\n
## Chart: Cumulative Distribution Function of E2E Latency
### Overview
The image presents a cumulative distribution function (CDF) plot comparing the end-to-end (E2E) latency of two models, SGLang and LLM-42, under varying percentile conditions. The x-axis represents E2E Latency in milliseconds (ms), and the y-axis represents the CDF. The chart visualizes how the probability of latency being less than or equal to a given value changes for each model and percentile.
### Components/Axes
* **X-axis:** E2E Latency (ms), ranging from approximately 0 to 100000 ms.
* **Y-axis:** CDF, ranging from 0.0 to 1.0.
* **Legend:** Located in the top-right corner, listing the data series:
* SGLang non-deterministic (Teal)
* SGLang deterministic (Red)
* LLM-42 @2% (Light Blue)
* LLM-42 @5% (Orange)
* LLM-42 @10% (Light Green)
* LLM-42 @20% (Purple)
* LLM-42 @50% (Gray)
* LLM-42 @100% (Dark Gray)
### Detailed Analysis
The chart displays several CDF curves.
* **SGLang non-deterministic (Teal):** This line starts at approximately CDF 0.0 at E2E Latency 0 ms, rises rapidly to CDF 0.8 at approximately 10000 ms, and plateaus around CDF 0.95 at approximately 30000 ms, eventually reaching CDF 1.0 at around 60000 ms.

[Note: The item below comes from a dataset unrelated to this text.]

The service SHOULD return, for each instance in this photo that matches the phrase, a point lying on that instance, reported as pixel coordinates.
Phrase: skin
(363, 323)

* **SGLang deterministic (Red):** This line starts at approximately CDF 0.0 at E2E Latency 0 ms, rises very steeply to CDF 0.8 at approximately 5000 ms, and plateaus around CDF 0.95 at approximately 15000 ms, reaching CDF 1.0 at around 30000 ms.
* **LLM-42 @2% (Light Blue):** This line starts at approximately CDF 0.0 at E2E Latency 0 ms, rises to CDF 0.8 at approximately 15000 ms, and plateaus around CDF 0.95 at approximately 40000 ms, reaching CDF 1.0 at around 70000 ms.
* **LLM-42 @5% (Orange):** This line starts at approximately CDF 0.0 at E2E Latency 0 ms, rises to CDF 0.8 at approximately 20000 ms, and plateaus around CDF 0.95 at approximately 50000 ms, reaching CDF 1.0 at around 80000 ms.
* **LLM-42 @10% (Light Green):** This line starts at approximately CDF 0.0 at E2E Latency 0 ms, rises to CDF 0.8 at approximately 25000 ms, and plateaus around CDF 0.95 at approximately 60000 ms, reaching CDF 1.0 at around 90000 ms.
* **LLM-42 @20% (Purple):** This line starts at approximately CDF 0.0 at E2E Latency 0 ms, rises to CDF 0.8 at approximately 30000 ms, and plateaus around CDF 0.95 at approximately 70000 ms, reaching CDF 1.0 at around 95000 ms.
* **LLM-42 @50% (Gray):** This line starts at approximately CDF 0.0 at E2E Latency 0 ms, rises to CDF 0.8 at approximately 40000 ms, and plateaus around CDF 0.95 at approximately 80000 ms, reaching CDF 1.0 at around 98000 ms.
* **LLM-42 @100% (Dark Gray):** This line starts at approximately CDF 0.0 at E2E Latency 0 ms, rises to CDF 0.8 at approximately 50000 ms, and plateaus around CDF 0.95 at approximately 90000 ms, reaching CDF 1.0 at around 100000 ms.
### Key Observations
* SGLang deterministic is consistently faster than SGLang non-deterministic, as indicated by the steeper slope and earlier plateau of its CDF curve.
* As the percentile increases for LLM-42, the CDF curve shifts to the right, indicating higher latency. Higher percentiles represent longer tail latencies.
* LLM-42 exhibits significantly higher latency than SGLang, especially at higher percentiles (e.g., 50% and 100%).
* The LLM-42 @2% curve is closest to the SGLang curves, suggesting that a small percentage of requests have relatively low latency.
### Interpretation
This chart demonstrates the trade-offs between determinism and latency in SGLang, and the overall higher latency of LLM-42. The deterministic version of SGLang provides faster and more predictable performance. The LLM-42 model shows a wider distribution of latencies, with a significant tail of slower responses, especially as the percentile increases. This suggests that while LLM-42 can sometimes respond quickly, it is more prone to experiencing longer delays compared to SGLang. The percentile values for LLM-42 indicate the latency experienced by that percentage of requests. For example, 50% of LLM-42 requests take less than approximately 40000 ms, while 100% take less than approximately 50000 ms. This data is valuable for understanding the performance characteristics of each model and making informed decisions about which model to use based on latency requirements. The chart highlights the importance of considering tail latency when evaluating model performance, particularly in applications where consistent response times are critical.